In a matter of importance to all insurers, our San Francisco lawyers obtained summary judgment for a major domestic insurer, where the court held that insurers have no duty to pay policyholders for defense costs that policyholders voluntarily incur before tendering a claim to their carrier. Faust had been sued, and defended the suit for several months before tendering the claim to the insurer, then sought to be reimbursed for legal defense costs incurred before tendering the claim. We prevailed on appeal to the Ninth Circuit Court of Appeals, which issued a published opinion on this issue. The case also confirms that there is no requirement for an insurance company to show that it was harmed by the tender being late, as long as the policyholder incurred costs voluntarily. Our Los Angeles lawyers achieved another excellent result for the insurer in a rare trial court victory for an environmental damage coverage claim brought by Warner Brothers. We showed that the environmental property damage alleged by Warner Brothers did not occur during the coverage period of the policy.
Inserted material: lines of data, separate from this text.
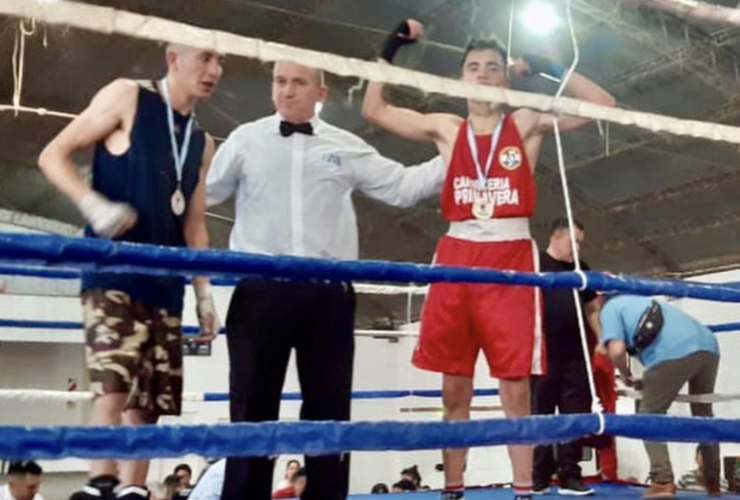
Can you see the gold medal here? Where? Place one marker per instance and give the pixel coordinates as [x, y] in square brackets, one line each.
[482, 207]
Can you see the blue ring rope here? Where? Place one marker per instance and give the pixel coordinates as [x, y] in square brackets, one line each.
[322, 438]
[106, 255]
[193, 330]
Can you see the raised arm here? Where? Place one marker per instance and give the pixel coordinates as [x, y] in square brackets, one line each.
[578, 86]
[404, 122]
[388, 181]
[109, 111]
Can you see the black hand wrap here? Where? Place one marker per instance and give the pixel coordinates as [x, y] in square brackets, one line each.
[397, 39]
[540, 64]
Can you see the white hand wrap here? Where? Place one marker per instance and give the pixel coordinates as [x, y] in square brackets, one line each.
[205, 306]
[107, 218]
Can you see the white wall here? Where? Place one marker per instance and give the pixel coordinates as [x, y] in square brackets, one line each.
[47, 359]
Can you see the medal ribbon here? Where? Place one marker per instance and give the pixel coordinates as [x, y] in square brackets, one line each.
[181, 155]
[482, 176]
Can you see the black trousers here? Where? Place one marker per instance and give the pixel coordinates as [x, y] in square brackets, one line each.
[565, 387]
[266, 320]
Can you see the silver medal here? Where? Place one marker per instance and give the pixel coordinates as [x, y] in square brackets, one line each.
[177, 202]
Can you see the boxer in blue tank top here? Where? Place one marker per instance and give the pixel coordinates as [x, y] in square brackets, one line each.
[149, 165]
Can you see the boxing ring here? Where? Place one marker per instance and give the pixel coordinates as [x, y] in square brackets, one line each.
[58, 257]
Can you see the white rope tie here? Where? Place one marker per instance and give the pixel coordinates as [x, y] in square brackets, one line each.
[595, 404]
[602, 423]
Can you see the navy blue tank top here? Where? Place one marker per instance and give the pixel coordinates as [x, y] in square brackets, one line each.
[145, 178]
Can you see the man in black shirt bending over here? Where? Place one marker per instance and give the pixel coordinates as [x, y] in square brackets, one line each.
[565, 386]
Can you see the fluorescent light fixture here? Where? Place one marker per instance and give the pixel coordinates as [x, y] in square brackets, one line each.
[539, 18]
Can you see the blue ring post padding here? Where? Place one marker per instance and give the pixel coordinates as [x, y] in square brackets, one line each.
[323, 438]
[724, 327]
[676, 429]
[106, 255]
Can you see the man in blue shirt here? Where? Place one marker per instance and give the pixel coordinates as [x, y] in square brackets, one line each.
[683, 351]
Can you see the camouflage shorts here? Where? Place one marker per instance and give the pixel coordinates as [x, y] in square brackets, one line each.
[135, 349]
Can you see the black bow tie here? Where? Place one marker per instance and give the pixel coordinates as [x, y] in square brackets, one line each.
[287, 129]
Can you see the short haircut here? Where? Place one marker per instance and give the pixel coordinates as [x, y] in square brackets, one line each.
[379, 488]
[184, 467]
[412, 472]
[405, 485]
[23, 468]
[477, 44]
[562, 223]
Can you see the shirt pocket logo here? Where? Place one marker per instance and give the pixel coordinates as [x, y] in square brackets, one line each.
[332, 158]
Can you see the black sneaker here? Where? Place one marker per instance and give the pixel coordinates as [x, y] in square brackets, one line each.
[133, 493]
[575, 487]
[541, 487]
[98, 488]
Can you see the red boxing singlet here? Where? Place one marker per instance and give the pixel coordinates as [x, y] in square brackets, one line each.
[509, 184]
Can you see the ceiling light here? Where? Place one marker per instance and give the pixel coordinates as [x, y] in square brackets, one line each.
[539, 18]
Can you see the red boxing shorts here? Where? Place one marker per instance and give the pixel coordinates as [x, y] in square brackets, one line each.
[504, 321]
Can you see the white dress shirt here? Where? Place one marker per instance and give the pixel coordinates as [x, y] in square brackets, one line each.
[293, 194]
[211, 482]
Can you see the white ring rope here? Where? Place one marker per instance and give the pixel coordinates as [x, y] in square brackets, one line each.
[596, 406]
[698, 10]
[108, 20]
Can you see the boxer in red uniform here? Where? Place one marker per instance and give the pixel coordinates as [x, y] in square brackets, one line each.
[488, 198]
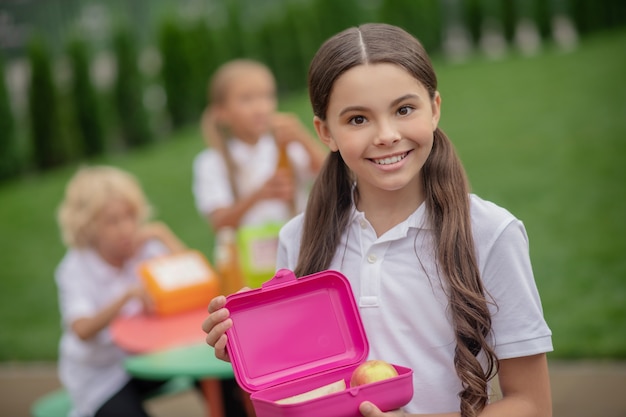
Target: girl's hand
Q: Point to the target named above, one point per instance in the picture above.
(368, 409)
(215, 327)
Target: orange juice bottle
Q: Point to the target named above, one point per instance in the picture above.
(227, 261)
(285, 164)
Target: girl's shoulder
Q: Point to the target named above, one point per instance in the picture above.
(488, 217)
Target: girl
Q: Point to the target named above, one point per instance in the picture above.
(236, 182)
(442, 278)
(103, 222)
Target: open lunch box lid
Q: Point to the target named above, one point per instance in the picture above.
(293, 328)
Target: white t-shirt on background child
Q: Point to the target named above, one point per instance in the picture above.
(92, 371)
(255, 165)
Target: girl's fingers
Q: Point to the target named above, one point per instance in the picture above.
(217, 303)
(220, 348)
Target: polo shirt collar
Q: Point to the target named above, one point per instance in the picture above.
(416, 220)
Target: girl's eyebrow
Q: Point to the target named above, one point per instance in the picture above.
(393, 104)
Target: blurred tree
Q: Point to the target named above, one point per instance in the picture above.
(420, 18)
(9, 158)
(233, 35)
(48, 149)
(175, 71)
(129, 90)
(204, 56)
(85, 103)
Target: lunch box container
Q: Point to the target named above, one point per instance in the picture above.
(294, 335)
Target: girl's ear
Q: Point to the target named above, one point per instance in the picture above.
(321, 127)
(436, 109)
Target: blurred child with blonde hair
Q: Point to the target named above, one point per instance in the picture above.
(104, 223)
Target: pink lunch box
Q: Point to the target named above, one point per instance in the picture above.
(294, 335)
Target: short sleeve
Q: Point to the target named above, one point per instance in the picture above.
(289, 243)
(211, 188)
(74, 299)
(519, 328)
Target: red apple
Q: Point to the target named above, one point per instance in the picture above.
(372, 371)
(315, 393)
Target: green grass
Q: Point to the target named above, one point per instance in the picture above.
(542, 136)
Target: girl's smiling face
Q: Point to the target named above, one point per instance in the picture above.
(381, 120)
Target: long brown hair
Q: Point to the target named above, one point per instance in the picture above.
(446, 191)
(214, 133)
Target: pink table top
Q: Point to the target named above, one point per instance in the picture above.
(148, 333)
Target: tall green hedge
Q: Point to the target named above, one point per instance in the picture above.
(128, 90)
(9, 157)
(175, 71)
(86, 109)
(47, 144)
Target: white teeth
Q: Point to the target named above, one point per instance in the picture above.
(391, 160)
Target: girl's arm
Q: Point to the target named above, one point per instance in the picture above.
(88, 327)
(287, 128)
(279, 186)
(525, 388)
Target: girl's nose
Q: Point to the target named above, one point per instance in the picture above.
(387, 134)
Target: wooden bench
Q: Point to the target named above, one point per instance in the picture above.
(57, 403)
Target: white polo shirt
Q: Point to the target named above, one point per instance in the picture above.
(92, 371)
(403, 304)
(255, 165)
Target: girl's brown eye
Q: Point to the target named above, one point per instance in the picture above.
(357, 120)
(405, 110)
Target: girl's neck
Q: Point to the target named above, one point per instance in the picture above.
(386, 209)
On behalf of American Empire Surplus Lines Insurance Company, our San Francisco lawyers secured the first published decision of its kind in California. The decision from the California Court of Appeal, entitled Rothschild v. Silar, holds that an "assault and battery" exclusion in a commercial general liability policy bars coverage for any claim arising out of an assault—regardless of who committed the assault, which insured is sued and under what legal theory. The Court of Appeal agreed with the position of our client, American Empire, that the exclusion was clear and unambiguous and barred coverage for any claim related to an assault and, indeed, incorporated much of American Empire's brief discussing the importance of context in interpreting policy language. Perhaps more significantly, the opinion also holds that a purely legal dispute over the meaning of policy language does not, in and of itself, create a potential for coverage, even when there is no directly controlling authority. Finally, the opinion resolves the longstanding ambiguity concerning the scope of the "concurrent causation" doctrine, holding that the insured's allegedly negligent hiring and supervision of the driver was not a separate, concurring cause of the loss but only an alternative legal theory under which to recover damages.
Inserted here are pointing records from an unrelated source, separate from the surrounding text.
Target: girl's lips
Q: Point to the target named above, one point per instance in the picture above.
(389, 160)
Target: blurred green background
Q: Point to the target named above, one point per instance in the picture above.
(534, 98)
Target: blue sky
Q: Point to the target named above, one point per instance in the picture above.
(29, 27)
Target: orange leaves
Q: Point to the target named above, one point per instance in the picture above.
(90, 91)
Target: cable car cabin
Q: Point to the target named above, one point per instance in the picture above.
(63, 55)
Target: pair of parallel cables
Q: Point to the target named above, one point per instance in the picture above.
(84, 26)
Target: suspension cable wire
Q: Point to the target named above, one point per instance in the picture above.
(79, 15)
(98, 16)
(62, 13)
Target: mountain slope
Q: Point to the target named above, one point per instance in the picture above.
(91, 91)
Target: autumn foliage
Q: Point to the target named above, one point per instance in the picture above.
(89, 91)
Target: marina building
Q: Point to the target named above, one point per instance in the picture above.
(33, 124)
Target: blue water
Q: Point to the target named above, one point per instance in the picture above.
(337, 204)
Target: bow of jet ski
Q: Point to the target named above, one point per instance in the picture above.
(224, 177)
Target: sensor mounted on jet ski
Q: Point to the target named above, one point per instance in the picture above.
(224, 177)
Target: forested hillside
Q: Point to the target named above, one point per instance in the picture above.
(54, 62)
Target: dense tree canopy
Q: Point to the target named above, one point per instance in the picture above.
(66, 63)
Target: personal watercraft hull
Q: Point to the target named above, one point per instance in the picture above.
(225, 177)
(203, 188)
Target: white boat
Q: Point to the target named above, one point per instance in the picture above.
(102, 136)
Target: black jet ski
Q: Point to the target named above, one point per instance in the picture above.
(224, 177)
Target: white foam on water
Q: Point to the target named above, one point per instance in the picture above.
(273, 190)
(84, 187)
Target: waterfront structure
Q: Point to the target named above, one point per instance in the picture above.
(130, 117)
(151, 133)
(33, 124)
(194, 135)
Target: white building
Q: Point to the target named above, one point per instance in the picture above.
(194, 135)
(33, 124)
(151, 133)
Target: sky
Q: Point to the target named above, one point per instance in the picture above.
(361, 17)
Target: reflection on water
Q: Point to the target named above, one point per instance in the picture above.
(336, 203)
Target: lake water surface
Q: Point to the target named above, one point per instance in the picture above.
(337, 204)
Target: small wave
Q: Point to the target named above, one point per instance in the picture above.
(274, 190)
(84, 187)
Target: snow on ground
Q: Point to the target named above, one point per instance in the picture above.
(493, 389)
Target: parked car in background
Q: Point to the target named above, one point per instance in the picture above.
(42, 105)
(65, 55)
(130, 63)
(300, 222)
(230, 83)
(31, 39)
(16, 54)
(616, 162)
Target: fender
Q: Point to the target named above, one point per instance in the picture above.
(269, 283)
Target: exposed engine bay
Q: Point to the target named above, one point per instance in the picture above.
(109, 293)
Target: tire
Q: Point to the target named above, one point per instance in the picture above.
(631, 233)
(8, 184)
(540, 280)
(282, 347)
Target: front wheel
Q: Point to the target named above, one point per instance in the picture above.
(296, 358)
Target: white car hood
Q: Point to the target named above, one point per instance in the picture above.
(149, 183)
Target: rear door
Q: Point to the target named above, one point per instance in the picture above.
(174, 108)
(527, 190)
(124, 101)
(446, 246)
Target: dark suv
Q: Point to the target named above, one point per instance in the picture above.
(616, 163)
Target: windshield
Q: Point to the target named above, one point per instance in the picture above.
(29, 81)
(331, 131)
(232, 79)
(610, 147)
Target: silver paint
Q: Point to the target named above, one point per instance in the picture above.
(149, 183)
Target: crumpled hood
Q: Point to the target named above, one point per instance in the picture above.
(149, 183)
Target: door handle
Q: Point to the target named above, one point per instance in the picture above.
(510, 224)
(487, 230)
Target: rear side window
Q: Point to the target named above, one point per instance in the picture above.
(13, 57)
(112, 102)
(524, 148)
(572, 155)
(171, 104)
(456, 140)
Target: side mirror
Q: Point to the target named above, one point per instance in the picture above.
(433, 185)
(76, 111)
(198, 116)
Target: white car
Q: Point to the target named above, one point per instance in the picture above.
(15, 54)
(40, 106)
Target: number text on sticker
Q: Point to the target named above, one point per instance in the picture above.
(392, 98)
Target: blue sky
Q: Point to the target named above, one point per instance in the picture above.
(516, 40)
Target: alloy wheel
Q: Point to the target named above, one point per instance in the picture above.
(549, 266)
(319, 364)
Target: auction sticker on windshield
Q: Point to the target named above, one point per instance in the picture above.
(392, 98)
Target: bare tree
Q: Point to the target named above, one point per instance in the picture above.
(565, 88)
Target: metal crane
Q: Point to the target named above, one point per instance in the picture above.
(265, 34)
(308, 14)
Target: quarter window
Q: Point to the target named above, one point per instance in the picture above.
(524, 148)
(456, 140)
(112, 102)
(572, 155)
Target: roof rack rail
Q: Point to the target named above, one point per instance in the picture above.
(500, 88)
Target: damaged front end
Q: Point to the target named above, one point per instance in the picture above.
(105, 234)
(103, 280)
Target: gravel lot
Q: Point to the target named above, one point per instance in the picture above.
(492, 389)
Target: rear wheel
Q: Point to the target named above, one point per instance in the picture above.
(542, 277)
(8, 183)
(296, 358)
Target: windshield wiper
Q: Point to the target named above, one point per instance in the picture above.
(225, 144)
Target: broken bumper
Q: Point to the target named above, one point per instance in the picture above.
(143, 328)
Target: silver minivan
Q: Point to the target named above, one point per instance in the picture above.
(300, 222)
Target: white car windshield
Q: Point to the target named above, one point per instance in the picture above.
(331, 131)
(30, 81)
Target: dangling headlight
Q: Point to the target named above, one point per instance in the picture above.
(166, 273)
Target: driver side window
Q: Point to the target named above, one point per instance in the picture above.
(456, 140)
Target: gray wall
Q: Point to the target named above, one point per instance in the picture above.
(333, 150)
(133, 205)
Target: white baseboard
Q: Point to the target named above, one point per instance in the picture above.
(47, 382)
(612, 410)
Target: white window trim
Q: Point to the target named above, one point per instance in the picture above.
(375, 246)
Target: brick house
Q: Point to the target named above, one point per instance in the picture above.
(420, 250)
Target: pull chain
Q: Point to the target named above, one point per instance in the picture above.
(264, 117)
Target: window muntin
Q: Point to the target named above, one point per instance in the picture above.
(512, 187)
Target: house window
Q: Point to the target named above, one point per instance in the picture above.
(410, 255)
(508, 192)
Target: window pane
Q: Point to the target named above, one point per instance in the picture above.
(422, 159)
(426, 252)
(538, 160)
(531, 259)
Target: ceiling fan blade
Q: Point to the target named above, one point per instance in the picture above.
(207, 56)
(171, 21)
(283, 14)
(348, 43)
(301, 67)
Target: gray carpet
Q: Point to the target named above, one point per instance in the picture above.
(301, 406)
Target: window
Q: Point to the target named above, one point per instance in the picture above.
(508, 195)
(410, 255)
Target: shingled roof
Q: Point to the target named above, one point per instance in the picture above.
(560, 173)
We also won a series of significant coverage cases in the Illinois appellate court. Our clients in these matters, Country Mutual Insurance Company and a major domestic insurer, faced suits from school districts seeking to recover substantial costs for the remediation of asbestos contamination found in the late 1970s and early 1980s. However, the school districts did not file suits with the insurers until many years later, long after the expiration of the policies' one-year limitation periods for filing such suits. The districts contended that these limitation provisions were not enforceable against them under the doctrine of nullum tempus occurit regi (time does not run against the king). Arguing that this doctrine applies only to statutory limitations periods, not contractual ones, we won the first of these cases in the Fifth District, generally an unfavorable venue for insurers. Later in 1995, we prevailed in similar cases in the First and Fourth Districts, establishing significant precedent on an issue of importance to the insurance industry.